The other doorway to eternity turned out to be my rebellion against blab (this blog notwithstanding, apparently). Over the weekend I heard from a couple of close   evangelical friends who make their livings off being influential writers and speakers. They were excited about their opportunities to be read and heard by large numbers of people. They were doing their thing on large anonymous stages. I love them personally, but I am not always sure about the images they create for themselves (but then, I don’t really know their images). They seemed to be talking about ideas they did not embody and situations they did not inhabit. Even though their message was theoretically Christian and, thus, basically nonconformist, their lives were obviously part and parcel of the media machine that runs so much of what we do. They were an awful lot like the Today show, saying one thing about eating with a medium bent on selling another option.

Even though they are great people, I admit to feeling a little embarrassed by my friends – I seem so small, in comparison, like I have not made much of myself, like my blab machine takes up too-small a share of the airwaves.
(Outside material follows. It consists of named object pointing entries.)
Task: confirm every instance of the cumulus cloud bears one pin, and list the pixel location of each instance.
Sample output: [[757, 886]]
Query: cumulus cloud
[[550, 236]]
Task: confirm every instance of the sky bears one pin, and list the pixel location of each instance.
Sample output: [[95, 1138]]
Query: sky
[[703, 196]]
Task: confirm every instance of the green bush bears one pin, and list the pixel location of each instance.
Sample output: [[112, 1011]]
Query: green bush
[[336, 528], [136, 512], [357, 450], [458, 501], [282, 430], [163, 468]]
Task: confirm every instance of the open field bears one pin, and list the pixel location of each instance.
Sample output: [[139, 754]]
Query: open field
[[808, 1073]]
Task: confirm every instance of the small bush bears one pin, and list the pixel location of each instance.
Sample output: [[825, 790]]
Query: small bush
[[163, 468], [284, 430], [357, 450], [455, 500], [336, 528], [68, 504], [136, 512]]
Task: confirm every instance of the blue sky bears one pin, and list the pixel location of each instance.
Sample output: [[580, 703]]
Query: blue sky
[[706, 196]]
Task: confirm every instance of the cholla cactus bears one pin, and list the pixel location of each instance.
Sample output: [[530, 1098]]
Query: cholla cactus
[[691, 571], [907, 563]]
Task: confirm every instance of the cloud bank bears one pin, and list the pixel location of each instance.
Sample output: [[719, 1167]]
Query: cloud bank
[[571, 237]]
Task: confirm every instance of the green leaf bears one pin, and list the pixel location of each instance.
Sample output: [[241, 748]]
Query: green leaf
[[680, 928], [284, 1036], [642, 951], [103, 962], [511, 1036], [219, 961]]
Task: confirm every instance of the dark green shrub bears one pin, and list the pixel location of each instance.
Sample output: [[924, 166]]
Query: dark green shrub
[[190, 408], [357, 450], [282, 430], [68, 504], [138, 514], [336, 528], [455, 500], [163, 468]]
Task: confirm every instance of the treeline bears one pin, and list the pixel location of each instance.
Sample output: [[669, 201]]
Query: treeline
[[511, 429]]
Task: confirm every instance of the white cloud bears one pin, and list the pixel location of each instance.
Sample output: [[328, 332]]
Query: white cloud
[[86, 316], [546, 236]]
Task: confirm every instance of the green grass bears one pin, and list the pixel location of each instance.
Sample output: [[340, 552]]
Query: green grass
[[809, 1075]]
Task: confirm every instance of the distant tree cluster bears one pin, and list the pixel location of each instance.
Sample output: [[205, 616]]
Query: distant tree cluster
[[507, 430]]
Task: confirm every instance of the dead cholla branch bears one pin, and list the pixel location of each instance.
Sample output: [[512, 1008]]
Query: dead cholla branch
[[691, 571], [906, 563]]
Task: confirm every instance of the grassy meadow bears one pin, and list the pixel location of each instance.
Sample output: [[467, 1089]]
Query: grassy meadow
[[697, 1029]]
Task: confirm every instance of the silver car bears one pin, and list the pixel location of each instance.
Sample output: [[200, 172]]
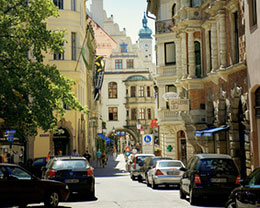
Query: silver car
[[165, 172]]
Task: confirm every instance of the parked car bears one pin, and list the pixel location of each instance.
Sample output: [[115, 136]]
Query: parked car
[[75, 171], [248, 194], [209, 175], [165, 172], [148, 164], [136, 163], [19, 187]]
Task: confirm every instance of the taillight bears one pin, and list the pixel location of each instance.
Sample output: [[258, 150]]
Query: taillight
[[197, 179], [158, 172], [90, 172], [51, 173], [238, 180]]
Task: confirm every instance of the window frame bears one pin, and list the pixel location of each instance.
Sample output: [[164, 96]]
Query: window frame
[[112, 90], [118, 64], [112, 113], [166, 61]]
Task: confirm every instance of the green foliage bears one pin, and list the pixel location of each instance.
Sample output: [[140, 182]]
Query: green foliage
[[31, 93]]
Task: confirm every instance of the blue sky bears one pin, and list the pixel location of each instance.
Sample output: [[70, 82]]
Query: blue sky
[[127, 14]]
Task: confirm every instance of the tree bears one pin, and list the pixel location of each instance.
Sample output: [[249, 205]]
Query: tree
[[32, 94]]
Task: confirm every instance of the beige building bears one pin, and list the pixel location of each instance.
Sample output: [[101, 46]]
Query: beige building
[[202, 78], [75, 125], [252, 19]]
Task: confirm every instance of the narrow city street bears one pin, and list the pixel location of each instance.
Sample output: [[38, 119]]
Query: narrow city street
[[115, 189]]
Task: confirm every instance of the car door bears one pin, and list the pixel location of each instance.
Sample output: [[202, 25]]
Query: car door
[[249, 195], [23, 185]]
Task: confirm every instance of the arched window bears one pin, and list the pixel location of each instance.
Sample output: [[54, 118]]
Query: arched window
[[112, 90], [197, 58]]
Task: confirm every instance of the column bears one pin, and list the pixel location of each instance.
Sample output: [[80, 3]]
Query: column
[[178, 59], [191, 54], [184, 55], [214, 49], [223, 42]]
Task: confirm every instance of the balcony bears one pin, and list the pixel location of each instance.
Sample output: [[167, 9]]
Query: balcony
[[164, 26]]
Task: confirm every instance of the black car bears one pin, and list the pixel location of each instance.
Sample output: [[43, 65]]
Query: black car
[[148, 164], [248, 194], [209, 175], [75, 171], [19, 187]]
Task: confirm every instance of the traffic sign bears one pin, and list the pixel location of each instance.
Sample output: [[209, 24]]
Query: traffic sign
[[147, 139]]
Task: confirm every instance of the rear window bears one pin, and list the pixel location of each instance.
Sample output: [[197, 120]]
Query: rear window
[[213, 166], [69, 164], [170, 164]]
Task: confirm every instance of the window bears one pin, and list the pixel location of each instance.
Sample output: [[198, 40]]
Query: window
[[58, 3], [73, 46], [148, 92], [252, 13], [133, 114], [133, 91], [170, 54], [130, 63], [73, 5], [197, 58], [112, 90], [142, 113], [112, 113], [119, 64], [236, 37], [141, 91], [123, 48], [149, 113]]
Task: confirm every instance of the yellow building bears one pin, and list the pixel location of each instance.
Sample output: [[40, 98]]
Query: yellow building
[[75, 126]]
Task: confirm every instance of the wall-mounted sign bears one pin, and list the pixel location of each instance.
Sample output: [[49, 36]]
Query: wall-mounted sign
[[179, 104], [169, 95]]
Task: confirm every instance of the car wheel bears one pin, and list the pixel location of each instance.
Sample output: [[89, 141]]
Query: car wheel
[[153, 185], [230, 204], [192, 197], [182, 194], [52, 199]]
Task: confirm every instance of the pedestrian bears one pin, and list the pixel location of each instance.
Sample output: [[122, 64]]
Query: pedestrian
[[75, 153], [87, 155], [99, 154], [104, 159], [114, 153]]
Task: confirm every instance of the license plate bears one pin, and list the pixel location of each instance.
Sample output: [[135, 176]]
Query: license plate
[[71, 180], [218, 180]]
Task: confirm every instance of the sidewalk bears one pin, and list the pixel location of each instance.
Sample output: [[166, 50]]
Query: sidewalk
[[113, 168]]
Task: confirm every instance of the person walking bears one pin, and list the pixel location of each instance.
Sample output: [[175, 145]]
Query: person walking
[[87, 155], [104, 159], [99, 154]]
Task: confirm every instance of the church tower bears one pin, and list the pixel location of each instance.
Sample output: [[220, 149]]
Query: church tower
[[145, 40]]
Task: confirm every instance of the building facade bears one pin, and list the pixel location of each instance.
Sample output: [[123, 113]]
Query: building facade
[[202, 78], [74, 126]]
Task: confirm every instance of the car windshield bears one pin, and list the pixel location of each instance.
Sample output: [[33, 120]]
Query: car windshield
[[69, 164], [169, 164], [217, 165]]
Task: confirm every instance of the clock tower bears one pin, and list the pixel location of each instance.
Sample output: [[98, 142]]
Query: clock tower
[[145, 40]]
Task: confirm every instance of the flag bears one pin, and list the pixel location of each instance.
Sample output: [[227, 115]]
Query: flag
[[83, 53]]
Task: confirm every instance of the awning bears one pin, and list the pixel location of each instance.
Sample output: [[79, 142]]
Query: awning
[[211, 131]]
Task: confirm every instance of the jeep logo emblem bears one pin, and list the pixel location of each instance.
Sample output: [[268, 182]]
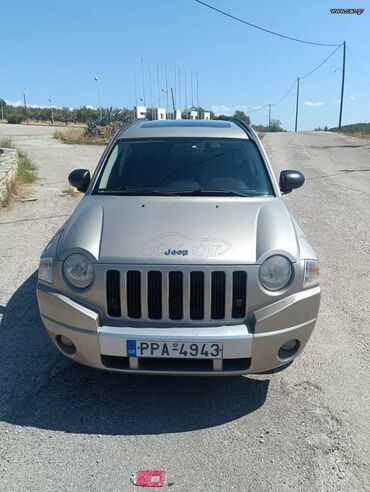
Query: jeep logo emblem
[[176, 252]]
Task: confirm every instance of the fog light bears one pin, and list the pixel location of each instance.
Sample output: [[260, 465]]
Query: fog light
[[65, 344], [288, 349]]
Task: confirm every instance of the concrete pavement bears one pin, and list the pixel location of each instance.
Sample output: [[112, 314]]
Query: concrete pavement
[[67, 427]]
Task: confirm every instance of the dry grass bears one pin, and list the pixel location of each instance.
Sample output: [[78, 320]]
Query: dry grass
[[78, 136], [56, 123], [26, 173]]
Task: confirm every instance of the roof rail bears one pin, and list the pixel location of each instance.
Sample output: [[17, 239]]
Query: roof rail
[[243, 125], [129, 124]]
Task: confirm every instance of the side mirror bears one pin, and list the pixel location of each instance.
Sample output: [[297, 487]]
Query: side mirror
[[80, 179], [290, 179]]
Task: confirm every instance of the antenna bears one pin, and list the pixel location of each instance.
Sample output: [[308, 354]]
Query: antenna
[[191, 86], [142, 76], [186, 91], [150, 90], [135, 83], [159, 92], [180, 89]]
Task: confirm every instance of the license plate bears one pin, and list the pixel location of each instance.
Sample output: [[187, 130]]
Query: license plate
[[189, 350]]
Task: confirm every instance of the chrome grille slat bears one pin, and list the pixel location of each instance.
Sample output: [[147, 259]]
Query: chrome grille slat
[[207, 295], [134, 295], [165, 295], [154, 294], [228, 294], [218, 295], [197, 295], [186, 297]]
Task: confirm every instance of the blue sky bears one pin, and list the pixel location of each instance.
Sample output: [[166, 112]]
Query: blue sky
[[54, 50]]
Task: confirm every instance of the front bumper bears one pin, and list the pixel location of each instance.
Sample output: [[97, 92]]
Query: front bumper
[[247, 349]]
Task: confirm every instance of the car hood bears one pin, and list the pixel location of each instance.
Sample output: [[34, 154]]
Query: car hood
[[180, 230]]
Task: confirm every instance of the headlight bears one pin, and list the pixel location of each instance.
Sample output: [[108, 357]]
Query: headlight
[[78, 270], [311, 273], [275, 272], [45, 272]]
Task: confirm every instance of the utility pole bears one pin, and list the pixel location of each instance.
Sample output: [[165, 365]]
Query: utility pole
[[296, 107], [342, 92], [143, 80], [269, 115], [167, 106], [52, 112], [96, 78], [25, 106], [159, 92], [135, 88]]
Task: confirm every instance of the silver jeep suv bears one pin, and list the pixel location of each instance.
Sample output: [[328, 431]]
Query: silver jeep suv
[[182, 257]]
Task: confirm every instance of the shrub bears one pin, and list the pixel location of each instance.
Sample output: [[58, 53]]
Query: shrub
[[14, 119], [27, 169]]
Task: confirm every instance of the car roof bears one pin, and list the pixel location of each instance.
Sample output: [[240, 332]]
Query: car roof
[[182, 128]]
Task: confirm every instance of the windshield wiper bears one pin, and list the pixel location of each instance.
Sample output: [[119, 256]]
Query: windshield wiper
[[219, 192], [124, 190]]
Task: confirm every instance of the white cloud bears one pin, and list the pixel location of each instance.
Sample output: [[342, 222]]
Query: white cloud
[[221, 109], [313, 103]]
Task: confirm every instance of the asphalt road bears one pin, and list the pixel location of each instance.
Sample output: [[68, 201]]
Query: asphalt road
[[67, 427]]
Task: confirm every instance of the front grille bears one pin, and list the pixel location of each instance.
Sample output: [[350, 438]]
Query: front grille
[[113, 293], [197, 295], [155, 295], [175, 295], [239, 294], [218, 295], [210, 294], [134, 294]]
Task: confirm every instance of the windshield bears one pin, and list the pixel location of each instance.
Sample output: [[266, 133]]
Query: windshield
[[185, 166]]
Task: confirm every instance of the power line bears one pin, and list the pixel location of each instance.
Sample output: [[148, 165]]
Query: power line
[[285, 95], [322, 63], [262, 28], [294, 83], [358, 65]]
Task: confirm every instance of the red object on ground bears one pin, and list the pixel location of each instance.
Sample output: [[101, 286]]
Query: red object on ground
[[149, 478]]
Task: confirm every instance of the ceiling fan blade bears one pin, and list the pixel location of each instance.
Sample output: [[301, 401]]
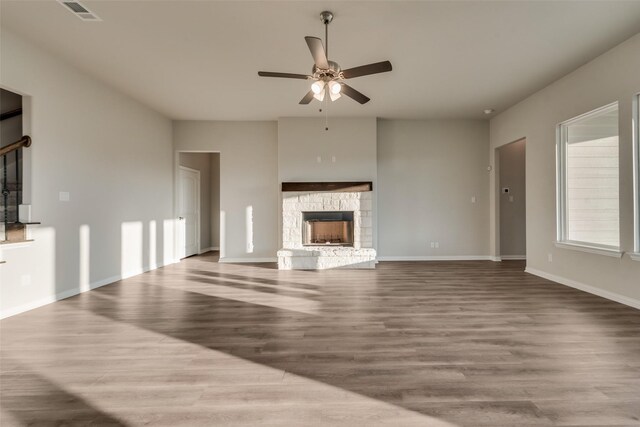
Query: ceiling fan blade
[[317, 51], [284, 75], [365, 70], [354, 94], [307, 98]]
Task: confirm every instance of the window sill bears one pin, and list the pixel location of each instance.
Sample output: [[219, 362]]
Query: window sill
[[615, 253], [15, 245]]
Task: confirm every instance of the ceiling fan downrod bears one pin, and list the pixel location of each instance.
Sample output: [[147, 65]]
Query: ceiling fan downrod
[[326, 18]]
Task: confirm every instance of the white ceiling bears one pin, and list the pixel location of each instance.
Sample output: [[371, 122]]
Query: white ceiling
[[452, 59]]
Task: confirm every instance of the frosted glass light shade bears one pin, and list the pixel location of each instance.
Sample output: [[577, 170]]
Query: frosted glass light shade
[[317, 86], [335, 87]]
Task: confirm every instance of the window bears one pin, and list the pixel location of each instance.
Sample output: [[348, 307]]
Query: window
[[588, 202]]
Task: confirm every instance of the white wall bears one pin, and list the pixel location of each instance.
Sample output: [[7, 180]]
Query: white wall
[[114, 157], [614, 76], [428, 171], [202, 162], [513, 221], [215, 200], [346, 152], [248, 183]]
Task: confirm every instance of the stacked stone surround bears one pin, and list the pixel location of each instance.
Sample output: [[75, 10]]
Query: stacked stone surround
[[295, 256]]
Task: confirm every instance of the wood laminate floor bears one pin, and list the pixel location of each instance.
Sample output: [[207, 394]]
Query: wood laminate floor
[[420, 343]]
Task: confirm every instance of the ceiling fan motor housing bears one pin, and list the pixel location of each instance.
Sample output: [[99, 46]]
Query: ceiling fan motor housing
[[326, 17], [332, 73]]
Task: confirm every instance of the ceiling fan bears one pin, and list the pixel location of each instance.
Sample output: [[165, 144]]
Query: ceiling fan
[[327, 75]]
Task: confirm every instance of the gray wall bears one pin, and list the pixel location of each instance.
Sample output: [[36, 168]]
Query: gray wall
[[248, 180], [215, 200], [111, 154], [614, 76], [428, 172], [513, 225]]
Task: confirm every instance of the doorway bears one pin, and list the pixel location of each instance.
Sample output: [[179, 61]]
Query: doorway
[[198, 222], [512, 200], [189, 212]]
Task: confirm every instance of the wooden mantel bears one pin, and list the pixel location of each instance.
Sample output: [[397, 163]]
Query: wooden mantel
[[350, 186]]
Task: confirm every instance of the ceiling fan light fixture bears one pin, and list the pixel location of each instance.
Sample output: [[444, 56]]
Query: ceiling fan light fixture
[[335, 87], [317, 87]]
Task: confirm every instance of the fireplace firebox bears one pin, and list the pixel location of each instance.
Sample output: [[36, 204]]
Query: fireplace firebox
[[327, 228]]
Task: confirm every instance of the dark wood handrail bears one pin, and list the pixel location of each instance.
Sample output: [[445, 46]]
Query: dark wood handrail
[[10, 114], [25, 141]]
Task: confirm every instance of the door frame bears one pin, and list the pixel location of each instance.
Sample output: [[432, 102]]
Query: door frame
[[496, 194], [177, 207]]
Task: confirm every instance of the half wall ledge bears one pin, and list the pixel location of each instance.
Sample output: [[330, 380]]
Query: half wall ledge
[[334, 187]]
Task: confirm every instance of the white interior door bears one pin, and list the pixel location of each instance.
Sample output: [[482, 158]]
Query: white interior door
[[189, 212]]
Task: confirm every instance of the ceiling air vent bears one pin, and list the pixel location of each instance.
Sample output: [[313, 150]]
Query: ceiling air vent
[[80, 10]]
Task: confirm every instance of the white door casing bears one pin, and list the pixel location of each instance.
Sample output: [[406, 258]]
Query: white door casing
[[188, 212]]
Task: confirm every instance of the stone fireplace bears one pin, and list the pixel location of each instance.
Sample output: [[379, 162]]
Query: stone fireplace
[[327, 225]]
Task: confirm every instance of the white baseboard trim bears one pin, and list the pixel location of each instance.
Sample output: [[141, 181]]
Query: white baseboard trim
[[513, 257], [631, 302], [205, 250], [247, 260], [437, 258], [75, 291]]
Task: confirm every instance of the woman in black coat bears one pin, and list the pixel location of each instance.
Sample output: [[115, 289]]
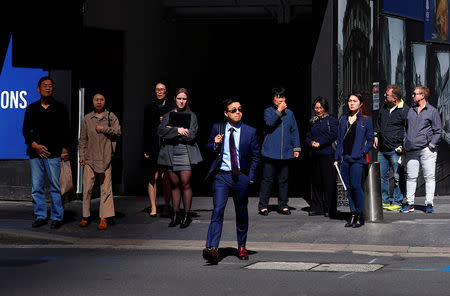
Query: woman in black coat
[[154, 112], [320, 137]]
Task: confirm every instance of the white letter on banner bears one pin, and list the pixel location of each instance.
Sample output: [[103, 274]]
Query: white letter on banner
[[14, 100], [4, 99], [24, 102]]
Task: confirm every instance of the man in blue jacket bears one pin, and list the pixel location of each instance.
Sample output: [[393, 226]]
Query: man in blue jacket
[[234, 169], [281, 144], [389, 135]]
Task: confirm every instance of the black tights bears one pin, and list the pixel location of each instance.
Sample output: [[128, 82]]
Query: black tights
[[183, 177]]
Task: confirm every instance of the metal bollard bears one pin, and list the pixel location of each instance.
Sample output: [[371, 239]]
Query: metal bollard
[[373, 210]]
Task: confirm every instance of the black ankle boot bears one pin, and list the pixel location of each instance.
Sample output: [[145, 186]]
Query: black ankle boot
[[175, 219], [352, 220], [359, 220], [186, 220]]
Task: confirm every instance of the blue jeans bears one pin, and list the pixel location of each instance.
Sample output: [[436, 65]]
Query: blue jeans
[[387, 161], [50, 166], [352, 175], [222, 186]]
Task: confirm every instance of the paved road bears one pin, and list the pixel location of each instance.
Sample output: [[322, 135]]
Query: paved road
[[159, 272], [406, 254]]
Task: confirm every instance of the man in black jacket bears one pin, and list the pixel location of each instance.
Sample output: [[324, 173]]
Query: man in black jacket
[[46, 130], [389, 135]]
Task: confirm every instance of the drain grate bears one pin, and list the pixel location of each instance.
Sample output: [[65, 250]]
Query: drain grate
[[311, 266]]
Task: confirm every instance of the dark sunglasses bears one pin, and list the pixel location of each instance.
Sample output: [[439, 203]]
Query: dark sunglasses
[[234, 110]]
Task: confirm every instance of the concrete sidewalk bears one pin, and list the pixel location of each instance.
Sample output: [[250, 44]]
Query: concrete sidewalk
[[411, 234]]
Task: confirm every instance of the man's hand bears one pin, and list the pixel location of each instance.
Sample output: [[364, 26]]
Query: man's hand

I had just come from my cell meeting when I met with them, totally jazzed about what suddenly looked like a motley crew of sinful, disabled, foreign, faithless, unsuccessful outcasts. I realized I had never thought of them that way at all, until I started making comparisons with my well-accommodated friends and their tall tales! They’d just spent exciting times with people who could afford to go to conferences and make large donations!

Suddenly, I looked like a heretic again. Resisting the blab machine. Unaware of the latest evangelical stuff. Into unmarketable causes — still smarting over the ill-treatment of Afghan women (and other things I’m often surprised to discover are odd), good friends with recovering addicts, leading a strange little church out of a rented space over the check-cashing store and feeling grateful to survive — not even over eating!

To top it off,  I realized that one of my favorite moments of the week had been enjoying Henri Nouwen’s unusual translation of Romans 12:2, “Do not model yourselves on the behavior of the world around you, but let your behavior change, modeled by your new mind. This is the only way to discover the will of God and know what is good, what it is that God wants, what is the perfect thing to do. Nonconformity, not just for the sake of being myself, or being different, but for being God’s, is a doorway to eternity.